American comedian-magician

Matt Marcy (born 1976, Los Angeles, California) is an American comedian-magician known for his original, comedy illusions. In 1997 he was named by the Academy of Magical Arts (The Magic Castle) as its top ranking young magician when he was just 20 years old. He was a Master of Ceremonies at Wizardz Dinner Theater at Universal Studios Hollywood. He is now primarily a corporate entertainer, and has performed for a variety of celebrities and dignitaries, including Prince Faisel of Saudi Arabia.
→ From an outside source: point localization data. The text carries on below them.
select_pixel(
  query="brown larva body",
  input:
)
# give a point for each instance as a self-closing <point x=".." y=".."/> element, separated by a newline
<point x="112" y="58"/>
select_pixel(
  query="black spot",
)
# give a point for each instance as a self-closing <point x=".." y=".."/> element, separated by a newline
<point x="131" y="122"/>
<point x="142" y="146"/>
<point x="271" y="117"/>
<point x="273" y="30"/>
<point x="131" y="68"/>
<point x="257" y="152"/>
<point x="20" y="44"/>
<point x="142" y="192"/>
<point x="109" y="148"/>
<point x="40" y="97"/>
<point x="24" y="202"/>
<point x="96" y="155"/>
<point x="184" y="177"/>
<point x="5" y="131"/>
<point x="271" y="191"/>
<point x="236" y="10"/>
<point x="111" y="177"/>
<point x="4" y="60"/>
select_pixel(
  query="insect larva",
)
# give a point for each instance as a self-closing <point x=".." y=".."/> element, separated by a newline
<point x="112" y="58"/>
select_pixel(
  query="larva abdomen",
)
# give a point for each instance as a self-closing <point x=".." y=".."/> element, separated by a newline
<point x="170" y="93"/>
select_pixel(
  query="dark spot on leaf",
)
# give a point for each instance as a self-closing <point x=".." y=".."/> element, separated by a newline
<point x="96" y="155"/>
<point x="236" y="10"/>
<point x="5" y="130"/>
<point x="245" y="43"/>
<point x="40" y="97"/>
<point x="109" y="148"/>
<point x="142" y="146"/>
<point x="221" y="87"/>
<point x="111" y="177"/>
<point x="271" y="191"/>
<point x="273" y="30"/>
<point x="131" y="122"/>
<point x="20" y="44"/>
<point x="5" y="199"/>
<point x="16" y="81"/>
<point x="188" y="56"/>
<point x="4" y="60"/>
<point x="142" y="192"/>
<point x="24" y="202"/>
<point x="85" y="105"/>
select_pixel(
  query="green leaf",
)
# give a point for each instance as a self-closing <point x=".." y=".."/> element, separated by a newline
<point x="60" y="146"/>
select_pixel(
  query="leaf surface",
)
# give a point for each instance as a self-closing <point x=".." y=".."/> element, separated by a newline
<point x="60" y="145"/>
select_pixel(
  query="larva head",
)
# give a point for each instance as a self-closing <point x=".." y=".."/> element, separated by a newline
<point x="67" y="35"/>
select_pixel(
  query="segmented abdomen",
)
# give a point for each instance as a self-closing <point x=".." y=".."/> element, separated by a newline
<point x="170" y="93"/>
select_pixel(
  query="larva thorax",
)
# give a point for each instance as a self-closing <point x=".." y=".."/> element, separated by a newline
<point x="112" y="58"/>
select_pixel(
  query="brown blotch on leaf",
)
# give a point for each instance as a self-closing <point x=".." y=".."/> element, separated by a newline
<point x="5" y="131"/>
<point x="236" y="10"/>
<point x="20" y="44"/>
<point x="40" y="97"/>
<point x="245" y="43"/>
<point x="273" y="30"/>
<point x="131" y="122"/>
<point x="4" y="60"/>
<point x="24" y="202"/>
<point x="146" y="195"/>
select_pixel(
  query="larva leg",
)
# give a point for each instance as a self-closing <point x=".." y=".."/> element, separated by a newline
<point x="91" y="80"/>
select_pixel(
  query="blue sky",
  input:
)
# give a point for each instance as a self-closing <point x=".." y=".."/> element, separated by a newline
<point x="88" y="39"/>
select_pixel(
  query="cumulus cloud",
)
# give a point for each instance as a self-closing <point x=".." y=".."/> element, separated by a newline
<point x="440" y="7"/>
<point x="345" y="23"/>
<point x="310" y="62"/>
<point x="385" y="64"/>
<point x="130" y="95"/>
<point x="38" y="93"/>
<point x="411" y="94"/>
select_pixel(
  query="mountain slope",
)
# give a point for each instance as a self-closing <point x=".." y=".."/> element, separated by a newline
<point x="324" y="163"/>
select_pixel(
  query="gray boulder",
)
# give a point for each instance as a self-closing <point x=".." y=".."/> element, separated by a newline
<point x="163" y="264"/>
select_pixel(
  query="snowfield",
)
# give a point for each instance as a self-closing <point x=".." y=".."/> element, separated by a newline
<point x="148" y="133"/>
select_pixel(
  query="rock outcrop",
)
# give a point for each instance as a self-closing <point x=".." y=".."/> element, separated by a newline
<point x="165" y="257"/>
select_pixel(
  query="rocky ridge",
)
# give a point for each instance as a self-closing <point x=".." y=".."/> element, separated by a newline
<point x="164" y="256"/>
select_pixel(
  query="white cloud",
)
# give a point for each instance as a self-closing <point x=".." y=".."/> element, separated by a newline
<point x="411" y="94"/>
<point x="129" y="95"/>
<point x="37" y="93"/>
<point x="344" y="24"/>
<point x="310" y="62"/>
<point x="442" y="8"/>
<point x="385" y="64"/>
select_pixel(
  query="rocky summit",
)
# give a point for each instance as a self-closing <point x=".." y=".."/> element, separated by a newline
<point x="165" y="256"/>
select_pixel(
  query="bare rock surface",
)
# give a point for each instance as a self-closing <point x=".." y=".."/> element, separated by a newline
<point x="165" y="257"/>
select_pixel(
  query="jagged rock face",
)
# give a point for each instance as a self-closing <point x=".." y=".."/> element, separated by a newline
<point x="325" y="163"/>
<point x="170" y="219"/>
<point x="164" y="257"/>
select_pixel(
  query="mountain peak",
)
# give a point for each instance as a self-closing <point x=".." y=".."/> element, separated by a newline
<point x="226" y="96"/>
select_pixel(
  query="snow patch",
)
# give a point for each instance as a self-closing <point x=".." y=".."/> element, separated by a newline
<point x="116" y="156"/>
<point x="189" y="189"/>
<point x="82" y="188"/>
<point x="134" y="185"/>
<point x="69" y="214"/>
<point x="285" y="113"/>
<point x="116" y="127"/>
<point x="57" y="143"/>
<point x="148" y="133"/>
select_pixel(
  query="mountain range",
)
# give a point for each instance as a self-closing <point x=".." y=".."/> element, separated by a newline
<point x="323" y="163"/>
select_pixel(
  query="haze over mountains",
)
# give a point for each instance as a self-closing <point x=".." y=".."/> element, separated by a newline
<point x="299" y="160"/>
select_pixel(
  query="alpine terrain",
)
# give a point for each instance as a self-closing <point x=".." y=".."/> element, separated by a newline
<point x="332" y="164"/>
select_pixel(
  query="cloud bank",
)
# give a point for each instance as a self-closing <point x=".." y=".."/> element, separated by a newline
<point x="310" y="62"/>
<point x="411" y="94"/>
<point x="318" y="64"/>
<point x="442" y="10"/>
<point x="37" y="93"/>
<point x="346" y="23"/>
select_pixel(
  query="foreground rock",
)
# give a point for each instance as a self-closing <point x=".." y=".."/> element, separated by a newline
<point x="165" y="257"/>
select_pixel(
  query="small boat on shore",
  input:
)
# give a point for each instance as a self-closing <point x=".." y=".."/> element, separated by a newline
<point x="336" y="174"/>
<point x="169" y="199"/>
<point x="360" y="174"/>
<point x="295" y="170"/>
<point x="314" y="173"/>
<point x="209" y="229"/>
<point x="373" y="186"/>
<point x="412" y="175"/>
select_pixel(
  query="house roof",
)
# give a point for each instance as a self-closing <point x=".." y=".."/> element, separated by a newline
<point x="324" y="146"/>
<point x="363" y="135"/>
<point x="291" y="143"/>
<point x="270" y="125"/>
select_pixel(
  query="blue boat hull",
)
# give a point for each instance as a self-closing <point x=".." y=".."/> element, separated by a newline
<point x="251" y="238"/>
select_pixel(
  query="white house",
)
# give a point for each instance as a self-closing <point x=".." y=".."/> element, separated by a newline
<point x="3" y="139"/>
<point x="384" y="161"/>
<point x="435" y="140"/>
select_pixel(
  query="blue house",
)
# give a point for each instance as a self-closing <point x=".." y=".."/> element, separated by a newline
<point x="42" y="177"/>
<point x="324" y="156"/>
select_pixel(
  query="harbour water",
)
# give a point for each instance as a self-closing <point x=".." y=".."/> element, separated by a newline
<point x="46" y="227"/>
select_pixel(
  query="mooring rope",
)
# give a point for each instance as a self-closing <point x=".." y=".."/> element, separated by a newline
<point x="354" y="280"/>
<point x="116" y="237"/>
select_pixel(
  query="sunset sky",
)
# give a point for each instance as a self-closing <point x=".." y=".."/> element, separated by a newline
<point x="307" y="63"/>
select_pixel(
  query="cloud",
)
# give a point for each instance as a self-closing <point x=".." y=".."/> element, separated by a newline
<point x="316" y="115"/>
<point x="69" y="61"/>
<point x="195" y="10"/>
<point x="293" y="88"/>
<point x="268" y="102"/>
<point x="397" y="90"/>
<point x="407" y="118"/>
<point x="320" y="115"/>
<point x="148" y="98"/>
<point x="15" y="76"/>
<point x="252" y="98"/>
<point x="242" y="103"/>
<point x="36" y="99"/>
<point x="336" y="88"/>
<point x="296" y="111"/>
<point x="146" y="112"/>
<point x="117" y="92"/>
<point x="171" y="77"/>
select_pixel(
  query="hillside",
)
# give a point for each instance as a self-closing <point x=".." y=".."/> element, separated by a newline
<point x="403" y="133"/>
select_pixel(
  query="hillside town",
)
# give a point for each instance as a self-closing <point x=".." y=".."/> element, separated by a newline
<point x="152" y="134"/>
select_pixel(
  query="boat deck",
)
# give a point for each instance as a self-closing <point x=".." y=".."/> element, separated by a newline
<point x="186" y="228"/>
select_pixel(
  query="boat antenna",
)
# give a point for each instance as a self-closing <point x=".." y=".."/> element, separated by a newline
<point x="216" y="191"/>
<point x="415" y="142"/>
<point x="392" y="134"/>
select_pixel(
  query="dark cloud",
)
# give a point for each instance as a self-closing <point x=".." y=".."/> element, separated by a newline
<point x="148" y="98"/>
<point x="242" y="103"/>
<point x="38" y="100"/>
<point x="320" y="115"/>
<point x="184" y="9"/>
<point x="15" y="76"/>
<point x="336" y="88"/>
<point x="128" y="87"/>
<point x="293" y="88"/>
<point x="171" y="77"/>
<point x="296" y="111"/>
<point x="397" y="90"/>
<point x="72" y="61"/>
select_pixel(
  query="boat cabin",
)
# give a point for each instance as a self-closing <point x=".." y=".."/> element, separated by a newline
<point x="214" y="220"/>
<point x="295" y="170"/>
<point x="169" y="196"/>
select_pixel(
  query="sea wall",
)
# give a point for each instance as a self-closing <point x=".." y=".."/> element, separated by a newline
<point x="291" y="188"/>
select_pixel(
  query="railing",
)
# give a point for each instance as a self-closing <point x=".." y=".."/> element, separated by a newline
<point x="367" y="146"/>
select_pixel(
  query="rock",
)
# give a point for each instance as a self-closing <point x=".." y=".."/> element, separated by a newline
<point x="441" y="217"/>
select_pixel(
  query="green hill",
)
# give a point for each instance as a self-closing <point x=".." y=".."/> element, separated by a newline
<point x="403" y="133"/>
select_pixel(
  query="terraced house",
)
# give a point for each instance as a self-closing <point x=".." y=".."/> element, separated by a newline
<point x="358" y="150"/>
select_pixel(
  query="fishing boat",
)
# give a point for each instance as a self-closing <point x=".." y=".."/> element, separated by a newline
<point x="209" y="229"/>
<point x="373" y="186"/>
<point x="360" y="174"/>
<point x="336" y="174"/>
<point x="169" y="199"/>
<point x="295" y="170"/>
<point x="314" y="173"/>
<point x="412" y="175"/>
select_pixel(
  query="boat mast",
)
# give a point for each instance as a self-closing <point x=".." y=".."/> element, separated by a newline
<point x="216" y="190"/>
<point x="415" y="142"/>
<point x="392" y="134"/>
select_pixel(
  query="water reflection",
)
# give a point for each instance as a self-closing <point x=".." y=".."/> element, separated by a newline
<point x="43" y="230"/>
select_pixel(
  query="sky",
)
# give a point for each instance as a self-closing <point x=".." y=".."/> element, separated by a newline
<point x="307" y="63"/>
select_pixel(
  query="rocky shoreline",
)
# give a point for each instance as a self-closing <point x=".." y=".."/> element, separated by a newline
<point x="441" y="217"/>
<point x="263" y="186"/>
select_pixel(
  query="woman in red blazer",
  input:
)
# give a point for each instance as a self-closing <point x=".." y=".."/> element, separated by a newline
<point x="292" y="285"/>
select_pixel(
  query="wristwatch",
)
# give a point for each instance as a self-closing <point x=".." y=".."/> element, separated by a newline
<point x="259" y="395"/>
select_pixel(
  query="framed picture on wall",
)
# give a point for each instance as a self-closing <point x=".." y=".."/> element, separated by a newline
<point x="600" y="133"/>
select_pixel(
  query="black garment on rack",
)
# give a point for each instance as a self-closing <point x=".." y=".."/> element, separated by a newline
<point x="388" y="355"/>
He was also an opening act for The Amazing Johnathan at the Sahara Hotel and Casino and the Golden Nugget in Las Vegas, and recently appeared on the A&E TV show Magic Castle After Dark.

Marcy wrote and consulted for Walt Disney Imagineering in the Theme Park Productions department, including for the Thea award-winning CinéMagique at Walt Disney Studios Park in Disneyland Resort Paris. He has also written for Magic Magazine.

In 2006, Marcy released his own instructional DVD, Simple Tricks...To Blow Their Minds!

In 2018, Marcy performed on the show Penn & Teller: Fool Us, but failed to fool the hosts.

He has a political science degree from Brown University.